New Grammys category announced: Best Pop Dance Recording
The new category will “recognise tracks and singles that feature up-tempo, danceable music that follows a pop arrangement”, giving a wider pool of artists a look-in.
Image: Daniel Boczarski/Getty Images for The Recording Academy
A new Grammys category will feature in 2024: Best Pop Dance Recording.
Along with two other categories that were also announced – Best African Music Performance and Best Alternate Jazz Album – Best Pop Dance Recording will reflect changes in the music industry, and represent the diverse range of music genres that exist in today’s age.
According to Recording Academy website, the new Pop Dance Recording category aims to reflect the convergence between Pop and Dance, and will “recognise tracks and singles that feature up-tempo, danceable music that follows a pop arrangement”.

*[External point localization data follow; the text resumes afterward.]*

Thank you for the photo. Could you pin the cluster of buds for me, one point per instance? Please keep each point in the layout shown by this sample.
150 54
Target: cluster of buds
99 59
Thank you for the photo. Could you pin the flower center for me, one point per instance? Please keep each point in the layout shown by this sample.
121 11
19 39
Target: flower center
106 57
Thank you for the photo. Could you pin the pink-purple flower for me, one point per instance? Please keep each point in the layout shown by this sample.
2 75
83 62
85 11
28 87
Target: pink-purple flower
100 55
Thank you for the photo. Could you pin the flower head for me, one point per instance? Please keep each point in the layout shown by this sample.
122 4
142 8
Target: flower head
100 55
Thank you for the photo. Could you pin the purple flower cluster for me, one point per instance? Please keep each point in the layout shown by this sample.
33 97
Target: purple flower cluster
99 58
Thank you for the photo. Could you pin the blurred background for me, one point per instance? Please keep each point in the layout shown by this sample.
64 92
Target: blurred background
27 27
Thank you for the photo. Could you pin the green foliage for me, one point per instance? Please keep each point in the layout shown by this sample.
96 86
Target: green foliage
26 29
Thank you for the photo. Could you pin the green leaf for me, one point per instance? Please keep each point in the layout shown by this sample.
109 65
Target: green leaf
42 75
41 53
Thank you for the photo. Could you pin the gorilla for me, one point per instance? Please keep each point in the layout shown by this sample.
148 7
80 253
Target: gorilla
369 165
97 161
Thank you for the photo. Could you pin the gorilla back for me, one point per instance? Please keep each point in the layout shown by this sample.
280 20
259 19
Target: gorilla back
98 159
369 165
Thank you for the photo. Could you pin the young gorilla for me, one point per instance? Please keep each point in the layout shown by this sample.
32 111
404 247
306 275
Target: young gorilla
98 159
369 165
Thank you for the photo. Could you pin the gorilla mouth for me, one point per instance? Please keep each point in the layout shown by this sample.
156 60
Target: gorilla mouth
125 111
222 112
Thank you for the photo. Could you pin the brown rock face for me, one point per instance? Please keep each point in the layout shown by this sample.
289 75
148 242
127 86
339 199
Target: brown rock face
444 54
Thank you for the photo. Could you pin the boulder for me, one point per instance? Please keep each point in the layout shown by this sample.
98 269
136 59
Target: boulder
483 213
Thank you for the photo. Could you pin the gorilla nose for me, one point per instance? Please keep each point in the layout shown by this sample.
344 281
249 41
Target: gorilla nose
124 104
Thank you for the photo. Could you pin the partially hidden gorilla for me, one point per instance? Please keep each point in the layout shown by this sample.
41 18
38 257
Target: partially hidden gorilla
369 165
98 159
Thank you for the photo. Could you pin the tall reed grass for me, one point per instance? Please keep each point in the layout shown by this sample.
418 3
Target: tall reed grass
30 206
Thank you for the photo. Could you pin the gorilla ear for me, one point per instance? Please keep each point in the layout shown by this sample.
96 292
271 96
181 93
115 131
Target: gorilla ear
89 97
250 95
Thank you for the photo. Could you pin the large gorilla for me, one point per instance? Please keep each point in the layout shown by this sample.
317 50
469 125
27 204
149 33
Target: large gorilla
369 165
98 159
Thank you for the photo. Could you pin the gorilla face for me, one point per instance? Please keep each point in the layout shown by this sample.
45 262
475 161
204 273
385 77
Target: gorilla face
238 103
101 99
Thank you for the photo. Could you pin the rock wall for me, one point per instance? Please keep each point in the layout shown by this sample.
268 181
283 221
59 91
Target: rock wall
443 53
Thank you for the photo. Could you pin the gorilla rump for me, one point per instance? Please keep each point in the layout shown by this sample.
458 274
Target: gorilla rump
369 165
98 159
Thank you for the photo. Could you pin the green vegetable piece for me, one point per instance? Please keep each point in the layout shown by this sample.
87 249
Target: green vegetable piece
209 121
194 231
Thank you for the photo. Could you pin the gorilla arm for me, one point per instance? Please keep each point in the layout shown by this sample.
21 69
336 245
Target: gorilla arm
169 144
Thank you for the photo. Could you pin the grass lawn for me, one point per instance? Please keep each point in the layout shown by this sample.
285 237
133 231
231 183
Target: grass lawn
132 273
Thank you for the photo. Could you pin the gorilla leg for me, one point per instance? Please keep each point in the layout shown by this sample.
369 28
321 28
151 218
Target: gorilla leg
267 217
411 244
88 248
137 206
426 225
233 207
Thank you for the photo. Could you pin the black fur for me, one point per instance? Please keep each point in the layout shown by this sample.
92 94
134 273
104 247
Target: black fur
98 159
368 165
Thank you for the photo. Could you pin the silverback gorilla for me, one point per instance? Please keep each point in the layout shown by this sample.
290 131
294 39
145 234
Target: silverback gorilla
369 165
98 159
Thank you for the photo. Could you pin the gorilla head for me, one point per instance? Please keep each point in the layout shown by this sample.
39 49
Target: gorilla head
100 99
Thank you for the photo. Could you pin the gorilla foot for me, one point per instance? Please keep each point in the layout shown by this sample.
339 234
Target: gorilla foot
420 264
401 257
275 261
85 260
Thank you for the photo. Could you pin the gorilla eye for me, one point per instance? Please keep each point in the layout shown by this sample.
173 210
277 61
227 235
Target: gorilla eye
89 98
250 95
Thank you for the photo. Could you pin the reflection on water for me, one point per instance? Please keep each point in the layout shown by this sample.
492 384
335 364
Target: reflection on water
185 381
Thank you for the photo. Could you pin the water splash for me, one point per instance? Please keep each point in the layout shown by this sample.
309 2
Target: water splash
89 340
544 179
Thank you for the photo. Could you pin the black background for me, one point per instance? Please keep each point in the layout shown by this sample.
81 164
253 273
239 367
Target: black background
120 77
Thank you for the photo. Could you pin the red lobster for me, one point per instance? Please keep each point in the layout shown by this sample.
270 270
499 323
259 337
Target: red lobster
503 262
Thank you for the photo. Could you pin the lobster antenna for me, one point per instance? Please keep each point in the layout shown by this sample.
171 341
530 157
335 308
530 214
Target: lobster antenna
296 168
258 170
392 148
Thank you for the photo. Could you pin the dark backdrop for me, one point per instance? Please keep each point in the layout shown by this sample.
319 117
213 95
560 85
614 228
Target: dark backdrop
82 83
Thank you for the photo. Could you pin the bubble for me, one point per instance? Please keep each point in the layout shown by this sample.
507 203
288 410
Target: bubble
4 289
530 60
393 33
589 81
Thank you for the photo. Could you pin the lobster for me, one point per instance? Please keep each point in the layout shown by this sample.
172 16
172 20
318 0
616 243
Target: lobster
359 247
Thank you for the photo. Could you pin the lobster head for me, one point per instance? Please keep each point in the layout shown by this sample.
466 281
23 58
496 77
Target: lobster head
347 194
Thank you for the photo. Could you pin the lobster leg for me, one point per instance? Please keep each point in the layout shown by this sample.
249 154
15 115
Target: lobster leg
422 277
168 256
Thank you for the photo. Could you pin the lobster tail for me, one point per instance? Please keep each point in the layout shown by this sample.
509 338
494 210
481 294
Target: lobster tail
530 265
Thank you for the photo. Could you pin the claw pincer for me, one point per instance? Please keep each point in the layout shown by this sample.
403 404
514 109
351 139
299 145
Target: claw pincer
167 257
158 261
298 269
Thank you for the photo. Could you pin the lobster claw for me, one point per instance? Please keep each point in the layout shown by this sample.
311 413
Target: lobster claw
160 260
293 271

However, the Academy has made it clear that dance remixes will remain under the Best Remixed Recording category.
“The Recording Academy is proud to announce these latest category changes to our awards process,” says Harvey Mason Jr., CEO of the Recording Academy. “These changes reflect our commitment to actively listen and respond to the feedback from our music community, accurately represent a diverse range of relevant musical genres, and stay aligned with the ever-evolving musical landscape.
“By introducing these three new categories, we are able to acknowledge and appreciate a broader array of artists – and relocating the producer of the year and songwriter of the year categories to the general field ensures that all our voters can participate in recognising excellence in these fields. We are excited to honour and celebrate the creators and recordings in these categories, while also exposing a wider range of music to fans worldwide.”
After several new categories were announced for 2023 – Songwriter of the Year, Best Video Game Soundtrack and Best Song for Social Change, for example – the three new additions for 2024 takes the total number of categories, by our count, at least, to 97.